Another student said they tried to persuade skeptics “by saying that the vaccine is FDA approved. Although it wasn't fully approved until August year, the vaccine had been approved by an emergency use authorization (EUA). 

Besides many students wanting to feel safe from getting Covid, they also wanted others to feel safe. “I wanted to see my grandma,” one student remarked. “She is my favorite person in the world.” Her grandma, who is currently in assisted living, was unable to receive visitors without Covid vaccinations. She went on to say that everyone in her life has the vaccine and getting the vaccine was at the top of her list. 

It has been a challenging last few years for the Lovett Community. The vaccine is opening doors to go back to normalcy. Covid safety at Lovett is extremely important to keep students in the classroom. It was unfortunate to miss the experiences we could have had over the last year, and we would not want to see that continuing to happen in the future. 
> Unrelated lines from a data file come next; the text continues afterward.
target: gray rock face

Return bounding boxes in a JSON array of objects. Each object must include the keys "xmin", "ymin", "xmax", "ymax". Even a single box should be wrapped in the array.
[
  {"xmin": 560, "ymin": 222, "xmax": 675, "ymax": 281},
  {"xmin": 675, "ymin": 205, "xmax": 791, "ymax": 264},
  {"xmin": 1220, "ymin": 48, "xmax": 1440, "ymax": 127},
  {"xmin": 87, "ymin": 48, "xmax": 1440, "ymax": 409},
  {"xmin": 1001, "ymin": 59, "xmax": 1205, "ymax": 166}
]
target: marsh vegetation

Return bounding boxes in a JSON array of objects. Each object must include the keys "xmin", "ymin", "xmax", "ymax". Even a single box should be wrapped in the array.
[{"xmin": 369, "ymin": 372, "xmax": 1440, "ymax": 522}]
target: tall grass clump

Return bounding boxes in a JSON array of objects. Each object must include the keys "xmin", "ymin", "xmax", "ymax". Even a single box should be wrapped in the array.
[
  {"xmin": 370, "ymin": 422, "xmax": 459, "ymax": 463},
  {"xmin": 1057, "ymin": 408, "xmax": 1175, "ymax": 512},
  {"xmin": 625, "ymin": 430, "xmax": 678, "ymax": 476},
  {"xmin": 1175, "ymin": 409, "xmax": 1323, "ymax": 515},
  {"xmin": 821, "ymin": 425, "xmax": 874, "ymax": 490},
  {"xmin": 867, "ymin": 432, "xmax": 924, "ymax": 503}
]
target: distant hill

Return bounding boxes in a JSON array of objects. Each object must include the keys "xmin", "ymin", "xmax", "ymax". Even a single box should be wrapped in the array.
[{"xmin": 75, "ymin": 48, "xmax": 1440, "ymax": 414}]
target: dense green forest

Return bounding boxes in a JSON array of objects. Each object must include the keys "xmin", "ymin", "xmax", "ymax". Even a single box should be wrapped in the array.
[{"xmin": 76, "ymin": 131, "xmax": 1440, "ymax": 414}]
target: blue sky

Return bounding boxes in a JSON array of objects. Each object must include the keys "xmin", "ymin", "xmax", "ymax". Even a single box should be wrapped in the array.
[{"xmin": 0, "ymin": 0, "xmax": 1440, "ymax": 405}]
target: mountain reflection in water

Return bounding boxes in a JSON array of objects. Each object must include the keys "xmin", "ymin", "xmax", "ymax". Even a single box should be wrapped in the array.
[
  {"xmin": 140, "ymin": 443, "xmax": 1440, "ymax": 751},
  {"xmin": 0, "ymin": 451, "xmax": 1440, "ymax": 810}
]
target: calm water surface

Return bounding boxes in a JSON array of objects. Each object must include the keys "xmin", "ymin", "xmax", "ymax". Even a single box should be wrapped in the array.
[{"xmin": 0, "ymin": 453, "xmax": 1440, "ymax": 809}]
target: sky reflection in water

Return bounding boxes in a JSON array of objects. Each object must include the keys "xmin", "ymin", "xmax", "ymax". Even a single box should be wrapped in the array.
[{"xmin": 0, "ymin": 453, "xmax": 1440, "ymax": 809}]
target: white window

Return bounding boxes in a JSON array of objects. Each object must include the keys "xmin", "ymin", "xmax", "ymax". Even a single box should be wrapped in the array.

In spite of the controversy around the country that continues to surround vaccinations, if there’s one thing we can all agree on here in the Lovett community, and that is that we’re tired of wearing masks here and everywhere. 

We wanted to know if there was a vaccination rate threshold for ending the mask policy. 

Only time will tell if that controversy can be resolved enough that school policy can change. He said it depends on community spread, vaccine availability for students ages 12 and under, and on herd immunity. Without it,  “Lovett campus still will have a mask mandate,” he said. “The higher that vaccination rate ticks up, the more likely we are to be unmasked.”